Tilt - Sobre a documentação de usuários de plataformas, essa exigência pode excluir brasileiros não documentados ou sem telefone?

Lídice da Mata - Temos conversado com representantes da sociedade civil que podem nos ajudar a identificar perfis falsos que trabalham com a desinformação e mensagens de ódio. Mas, temos que ter cuidado para que liberdades individuais não sejam violadas. Confio que aprovaremos um texto coerente, sereno e que trará segurança jurídica para punir aqueles que insistem em praticar delitos e se apoiam no falso discurso da liberdade de expressão como direito absoluto.

Tilt - Outro ponto controverso é o armazenamento dos registros de mensagens encaminhadas pelo WhatsApp por um tempo determinado. O monitoramento preventivo é justificável para identificar redes de fake news?

Lídice da Mata - Mensagens podem ser facilmente salvas com prints de tela tanto nas redes sociais quanto nos aplicativos de mensagens. Hoje o Judiciário já reconhece como prova mensagens virtuais. Mas existem os que fabricam informações falsas, os que disseminam de forma intencional estas informações e outros que apenas recebem e repassam sem ter consciência que estão propagando inverdades. Então, acredito que este ponto do projeto pode sim ferir liberdades individuais. Nem todo mundo que usa o WhatsApp dissemina informações falsas.

Tilt - O PL não trata da identificação de financiadores de campanhas nas redes. A sra. considera que isso deveria fazer parte do projeto? É o tipo de coisa que pode ser incluída na Câmara?

Lídice da Mata - Sim, considero um ponto importante, pois sabemos que há financiadores profissionais de desinformação.Já está claro que pode sim haver dinheiro público bancando verdadeiras redes de disseminação de informações falsas. É um tema que merece um debate aprofundado, pois tivemos reflexos disto na última campanha eleitoral. Corremos o risco de ver novamente e, com ainda mais força, o mesmo fenômeno na eleição deste ano.
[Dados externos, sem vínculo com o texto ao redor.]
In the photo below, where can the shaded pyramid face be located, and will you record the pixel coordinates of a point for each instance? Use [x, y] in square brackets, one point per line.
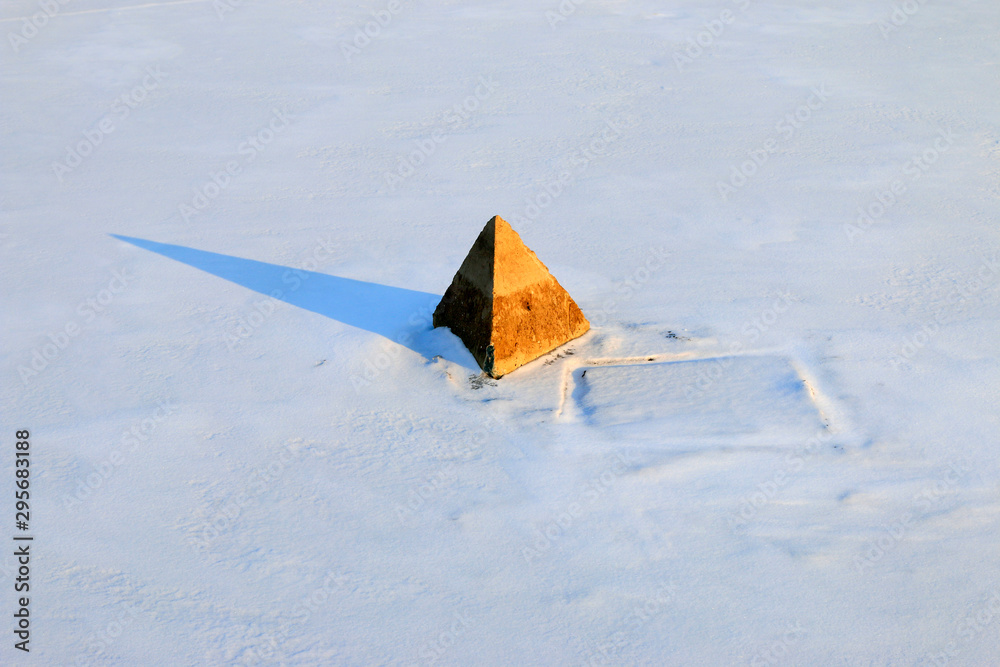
[505, 305]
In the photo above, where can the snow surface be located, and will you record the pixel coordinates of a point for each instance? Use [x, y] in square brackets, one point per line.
[805, 474]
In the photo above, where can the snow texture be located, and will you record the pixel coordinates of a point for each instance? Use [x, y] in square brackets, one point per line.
[225, 226]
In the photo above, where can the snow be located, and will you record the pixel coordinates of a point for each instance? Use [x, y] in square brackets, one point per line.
[250, 447]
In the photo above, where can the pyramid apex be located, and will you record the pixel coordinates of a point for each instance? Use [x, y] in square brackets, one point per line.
[505, 305]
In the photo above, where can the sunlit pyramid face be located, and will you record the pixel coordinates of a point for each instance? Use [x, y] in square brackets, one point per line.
[505, 305]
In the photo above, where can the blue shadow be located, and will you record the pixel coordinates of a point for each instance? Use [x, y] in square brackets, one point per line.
[401, 315]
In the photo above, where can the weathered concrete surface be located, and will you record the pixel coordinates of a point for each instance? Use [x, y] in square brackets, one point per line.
[505, 305]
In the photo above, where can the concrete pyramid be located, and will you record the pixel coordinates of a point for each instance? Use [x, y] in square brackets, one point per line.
[505, 305]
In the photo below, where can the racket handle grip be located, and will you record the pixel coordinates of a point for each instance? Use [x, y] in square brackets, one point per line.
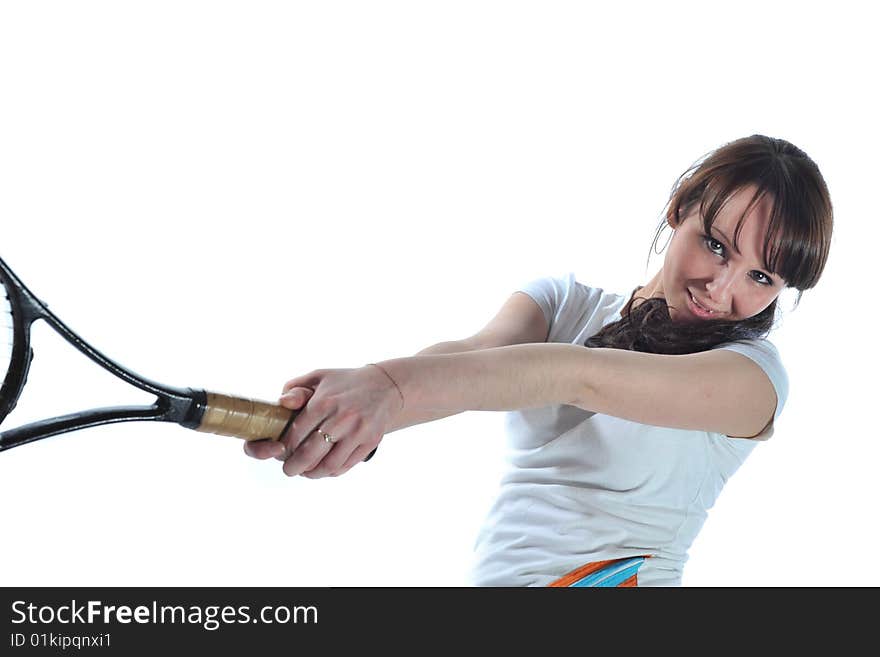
[250, 419]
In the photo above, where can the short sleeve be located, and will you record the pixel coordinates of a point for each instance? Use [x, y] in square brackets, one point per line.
[549, 292]
[765, 354]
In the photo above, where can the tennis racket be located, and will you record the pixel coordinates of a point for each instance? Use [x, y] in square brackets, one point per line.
[192, 408]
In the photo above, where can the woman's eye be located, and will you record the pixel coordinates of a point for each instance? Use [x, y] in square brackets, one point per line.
[710, 242]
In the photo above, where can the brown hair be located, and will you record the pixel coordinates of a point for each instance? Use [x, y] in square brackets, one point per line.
[795, 248]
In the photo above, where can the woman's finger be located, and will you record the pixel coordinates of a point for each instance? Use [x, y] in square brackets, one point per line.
[294, 399]
[306, 455]
[263, 449]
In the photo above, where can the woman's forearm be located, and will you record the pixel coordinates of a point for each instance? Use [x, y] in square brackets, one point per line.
[410, 415]
[498, 379]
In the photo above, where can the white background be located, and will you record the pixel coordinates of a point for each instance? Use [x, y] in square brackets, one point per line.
[229, 194]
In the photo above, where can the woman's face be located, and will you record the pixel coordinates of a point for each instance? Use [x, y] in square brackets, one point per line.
[733, 285]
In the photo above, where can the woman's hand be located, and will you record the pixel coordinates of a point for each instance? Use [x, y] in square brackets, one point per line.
[352, 408]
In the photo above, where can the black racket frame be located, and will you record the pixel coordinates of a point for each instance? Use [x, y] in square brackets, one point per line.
[184, 406]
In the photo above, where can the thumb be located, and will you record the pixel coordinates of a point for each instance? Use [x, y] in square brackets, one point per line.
[296, 397]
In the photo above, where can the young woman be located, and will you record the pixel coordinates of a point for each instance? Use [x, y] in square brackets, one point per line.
[628, 413]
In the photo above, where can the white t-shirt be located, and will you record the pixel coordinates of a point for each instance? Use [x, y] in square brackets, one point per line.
[582, 486]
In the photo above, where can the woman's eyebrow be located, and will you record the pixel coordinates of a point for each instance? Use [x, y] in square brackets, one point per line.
[720, 232]
[727, 240]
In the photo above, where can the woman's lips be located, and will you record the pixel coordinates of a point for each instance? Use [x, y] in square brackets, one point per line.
[698, 310]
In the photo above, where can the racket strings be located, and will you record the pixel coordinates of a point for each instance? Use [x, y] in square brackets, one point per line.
[8, 330]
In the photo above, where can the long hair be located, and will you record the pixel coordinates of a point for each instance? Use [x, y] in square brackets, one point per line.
[796, 245]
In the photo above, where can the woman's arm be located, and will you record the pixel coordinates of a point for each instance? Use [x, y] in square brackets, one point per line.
[411, 416]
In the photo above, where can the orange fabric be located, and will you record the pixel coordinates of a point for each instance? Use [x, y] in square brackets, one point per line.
[579, 573]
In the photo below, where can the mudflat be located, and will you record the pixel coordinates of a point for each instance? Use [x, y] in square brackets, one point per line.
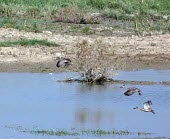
[139, 52]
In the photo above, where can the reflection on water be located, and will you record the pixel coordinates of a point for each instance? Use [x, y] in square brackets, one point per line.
[83, 117]
[35, 101]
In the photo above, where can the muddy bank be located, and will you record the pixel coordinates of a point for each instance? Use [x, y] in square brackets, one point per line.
[138, 52]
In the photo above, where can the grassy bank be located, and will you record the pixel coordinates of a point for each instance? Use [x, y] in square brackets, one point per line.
[27, 43]
[144, 15]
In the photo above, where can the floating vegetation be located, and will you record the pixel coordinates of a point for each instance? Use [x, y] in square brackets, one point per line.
[88, 132]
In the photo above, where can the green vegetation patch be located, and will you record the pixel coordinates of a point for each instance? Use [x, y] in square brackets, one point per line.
[63, 132]
[28, 43]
Tilt - Termos do texto, como "rede social de mensageria privada", são alvo de críticas por serem muito amplos e poderem ser aplicados a serviços que não sejam um WhatsApp, Twitter ou Facebook. A sra. acredita que os debates na Câmara contribuirão para uma lei mais objetiva?

Lídice da Mata - Sim, uma Casa é revisora da outra. O Senado deu início a um debate preliminar, agora cabe aos deputados e deputadas fazerem uma espécie de "depuração" no texto, para termos segurança jurídica na punição de delitos e crimes.

Tilt - Como fazer com que o Conselho de Transparência e Responsabilidade na internet não vire um "Ministério da Verdade" —coisa que o Senador Alessandro Vieira diz não querer fazer?

Lídice da Mata - Acredito que este Conselho atuaria como o Conar (Conselho Nacional de Autorregulamentação Publicitária). Seria um importante balizador. Para isto, é importante que tenhamos regras claras e transparentes da composição do conselho, visando sempre a garantia dos direitos adquiridos dos usuários.

Tilt - As plataformas públicas, não as de mensagens privadas como WhatsApp, realizam checagem de fatos e sinalizam conteúdos avaliados como desinformação. A sra. acredita que elas deveriam ser obrigadas a fazer mais?

Lídice da Mata - Eu acredito que sim! Mas acredito sobretudo que o caminho é por meio da educação, de ensinar as pessoas que ninguém está seguro quando o assunto é desinformação. Que é necessário criar o hábito de checar informações recebidas. Pois somos todos responsáveis.

Tilt - O que a sra. mais sente falta neste projeto de lei?

Lídice da Mata - Primeiro é preciso dizer que alguma legislação se faz necessária para coibir campanhas de desinformação nas redes, pois não é possível que biografias sejam destruídas, que reputações sejam manchadas, que discursos de ódio sejam propagados sem que culpados sejam responsabilizados por seus atos criminosos. Mas neste momento, o que sinto falta verdadeiramente é de uma discussão serena, sem arroubos, e que possa nos ajudar no fortalecimento da liberdade de expressão com responsabilidade de informação.